Il s’agit là d’une carence qui m’est personnelle en fonction de ma culture, mais cela ne veut pas dire que le mouvement mutualiste n’a pas plein de choses à dire. Dans l’écriture du droit, chaque mot compte, chaque virgule mal placée compte, un temps de travail de consultation et d’élaboration est plus que nécessaire ; or seule pourrait le faire une délégation interministérielle à l’économie sociale placée auprès du Premier ministre.
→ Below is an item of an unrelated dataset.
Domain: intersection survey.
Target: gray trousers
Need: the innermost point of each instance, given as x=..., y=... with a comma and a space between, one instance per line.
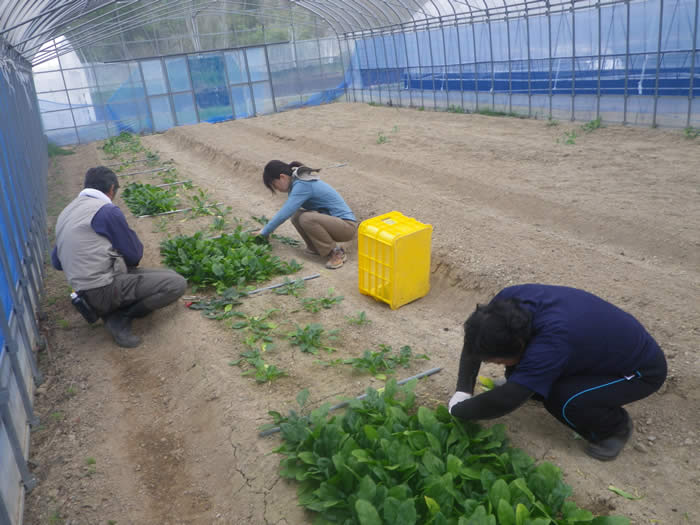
x=141, y=289
x=321, y=232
M. le Rapporteur : Monsieur le Premier ministre, je vous remercie de la clarté de vos explications.

M. Michel ROCARD : Monsieur le rapporteur, je vous remercie de cet accueil. Vous vous êtes rendu compte que je m’étais passionné pour ce sujet auquel je ne connaissais rien avant. C’est une vraie grande bataille et elle mérite d’être menée. Je suis très sensible au fait que le Parlement français, partant d’un incident délinquant limité, prolonge son questionnement à des problèmes d’intérêt général de haute importance.